Null Graph Generation.
When determining if observations are significant it is common practice to employ the use of null-models. Null-models make an assumption about the population our sample comes from, and they allow us to reason about the statistical likelihood of certain properties. For example, we may observe that the number of car crashes in a state has decreased since a new governor was elected. If our null-model assumes no change in the number of crashes elsewhere, we may be able to then connect this decrease with the election of the new governor. However, if our null-model assumes that crashes have decreased across the entire country, it is unlikely that our new governor had much to do with the state-level decrease. The same thing can be done for graphs!
Say that we have a graph āGā that represents relationships between one hundred individuals. Each node in this graph is a person, and each edge is a friendship. Also say we observe that ten people in the graph share far more connections between them than any other ten people in the graph. Within our single observation, it seems that this is unexpected. After all, no other group of ten individuals are as closely connected. Often, this is not what we care about. Instead, we may care about the likelihood of finding such a grouping of individuals for a population with a similar number of friendships. It is possible that a closely knit-community of ten friends arises in most instances of these graphs. In this case, this is an unremarkable result, contrary to our expectations.
As discussed, null model choice is incredibly important. For graphs, your null-model choice can drastically effect clustering tasks [1,2] in particular. Because of this, I have spent a considerable amount of time researching how the Chung-Lu [3] null model may be altered to better represent degree distributions. This work is spread out over several publications presented at IEEE and Complex Networks conferences. Since this is meant to be a very soft introduction to the importance of the problem, I will leave the details of the work out here. However, the papers can be found on my Google Scholar page.

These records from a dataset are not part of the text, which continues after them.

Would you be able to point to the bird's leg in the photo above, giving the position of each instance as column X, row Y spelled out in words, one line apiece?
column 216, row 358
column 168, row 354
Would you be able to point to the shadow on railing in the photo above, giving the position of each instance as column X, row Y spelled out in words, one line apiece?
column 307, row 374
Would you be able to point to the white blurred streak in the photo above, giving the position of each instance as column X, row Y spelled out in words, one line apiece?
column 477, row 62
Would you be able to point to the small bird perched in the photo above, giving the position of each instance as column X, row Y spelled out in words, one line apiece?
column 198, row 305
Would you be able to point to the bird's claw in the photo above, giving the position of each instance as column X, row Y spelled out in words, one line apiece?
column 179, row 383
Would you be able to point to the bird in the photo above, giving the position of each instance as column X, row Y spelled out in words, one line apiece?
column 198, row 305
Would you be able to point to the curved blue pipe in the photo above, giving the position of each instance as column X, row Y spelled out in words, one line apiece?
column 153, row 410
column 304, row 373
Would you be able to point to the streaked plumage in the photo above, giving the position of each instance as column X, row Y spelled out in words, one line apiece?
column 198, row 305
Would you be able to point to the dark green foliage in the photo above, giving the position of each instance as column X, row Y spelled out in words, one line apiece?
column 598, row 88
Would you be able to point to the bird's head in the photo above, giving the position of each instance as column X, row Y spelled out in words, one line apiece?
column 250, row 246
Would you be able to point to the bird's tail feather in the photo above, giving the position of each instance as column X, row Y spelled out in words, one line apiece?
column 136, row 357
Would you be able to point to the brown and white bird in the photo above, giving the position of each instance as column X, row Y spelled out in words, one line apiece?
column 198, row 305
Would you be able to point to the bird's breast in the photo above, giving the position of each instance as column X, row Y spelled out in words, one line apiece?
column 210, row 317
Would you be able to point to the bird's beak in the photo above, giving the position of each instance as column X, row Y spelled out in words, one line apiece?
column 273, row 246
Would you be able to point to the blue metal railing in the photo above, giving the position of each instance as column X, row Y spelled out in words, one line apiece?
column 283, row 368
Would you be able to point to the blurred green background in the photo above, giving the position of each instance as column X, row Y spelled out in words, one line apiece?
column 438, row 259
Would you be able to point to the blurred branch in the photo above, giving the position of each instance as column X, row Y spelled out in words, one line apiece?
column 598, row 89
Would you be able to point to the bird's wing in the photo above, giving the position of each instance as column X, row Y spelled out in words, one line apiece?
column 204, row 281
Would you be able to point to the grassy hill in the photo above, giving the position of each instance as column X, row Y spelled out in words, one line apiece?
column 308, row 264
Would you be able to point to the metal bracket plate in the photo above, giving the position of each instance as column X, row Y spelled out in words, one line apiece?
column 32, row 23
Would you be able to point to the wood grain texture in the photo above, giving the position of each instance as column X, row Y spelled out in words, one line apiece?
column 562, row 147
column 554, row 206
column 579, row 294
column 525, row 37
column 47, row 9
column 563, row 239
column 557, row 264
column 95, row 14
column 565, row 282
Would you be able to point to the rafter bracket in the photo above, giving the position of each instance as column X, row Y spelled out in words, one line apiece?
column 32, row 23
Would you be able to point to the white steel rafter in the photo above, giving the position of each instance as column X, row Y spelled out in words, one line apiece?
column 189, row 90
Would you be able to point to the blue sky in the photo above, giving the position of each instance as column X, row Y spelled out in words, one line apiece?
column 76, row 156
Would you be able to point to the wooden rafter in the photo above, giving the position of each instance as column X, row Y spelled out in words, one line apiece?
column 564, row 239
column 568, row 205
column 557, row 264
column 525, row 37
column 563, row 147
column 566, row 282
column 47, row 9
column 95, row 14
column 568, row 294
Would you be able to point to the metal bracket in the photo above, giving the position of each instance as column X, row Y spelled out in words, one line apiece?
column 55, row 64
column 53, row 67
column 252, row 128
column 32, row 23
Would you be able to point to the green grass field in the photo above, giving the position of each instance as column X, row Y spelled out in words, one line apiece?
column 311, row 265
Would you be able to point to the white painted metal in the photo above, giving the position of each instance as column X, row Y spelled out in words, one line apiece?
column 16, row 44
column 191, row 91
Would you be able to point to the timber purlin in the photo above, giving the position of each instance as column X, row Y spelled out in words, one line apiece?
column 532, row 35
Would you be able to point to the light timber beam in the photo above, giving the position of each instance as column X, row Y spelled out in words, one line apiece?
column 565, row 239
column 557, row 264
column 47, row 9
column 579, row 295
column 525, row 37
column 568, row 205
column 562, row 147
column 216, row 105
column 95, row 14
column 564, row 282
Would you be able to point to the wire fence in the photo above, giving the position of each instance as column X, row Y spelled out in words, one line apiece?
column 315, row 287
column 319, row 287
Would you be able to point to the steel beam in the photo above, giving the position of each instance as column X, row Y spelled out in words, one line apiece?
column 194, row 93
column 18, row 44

Parallel Generation of Simple Null Graph Models [4] focuses on fast parallel techniques for constructing null models of edge-connection probabilities given an observed graph. Limitations of Chung-Lu Random Graph Generation [5] presents novel theoretical analysis of the Chung-Lu algorithm, and uses this analysis to generate more accurate graphs. Correcting Output Degree Sequences in Chung-Lu Random Graph Generation [6] builds upon the previously developed theory, and uses optimization methods to alter edge-connection probabilities. I am currently investigating the effects of null-model choice on modularity maximization [1].
Newman, Mark EJ. "Modularity and community structure in networks." Proceedings of the national academy of sciences 103.23 (2006): 8577-8582.
Fosdick, Bailey K., et al. "Configuring random graph models with fixed degree sequences." Siam Review 60.2 (2018): 315-355.
Winlaw, M., H. DeSterck, and G. Sanders. An in-depth analysis of the chung-lu model. No. LLNL-TR-678729. Lawrence Livermore National Lab.(LLNL), Livermore, CA (United States), 2015.
Garbus, Jack, Christopher Brissette, and George M. Slota. "Parallel generation of simple null graph models." 2020 IEEE International Parallel and Distributed Processing Symposium Workshops (IPDPSW). IEEE, 2020.
Brissette, Christopher, and George Slota. "Limitations of Chung Lu random graph generation." Complex Networks & Their Applications X: Volume 1, Proceedings of the Tenth International Conference on Complex Networks and Their Applications COMPLEX NETWORKS 2021 10. Springer International Publishing, 2022.
Brissette, Christopher, David Liu, and George M. Slota. "Correcting Output Degree Sequences in Chung-Lu Random Graph Generation." International Conference on Complex Networks and Their Applications. Cham: Springer International Publishing, 2022.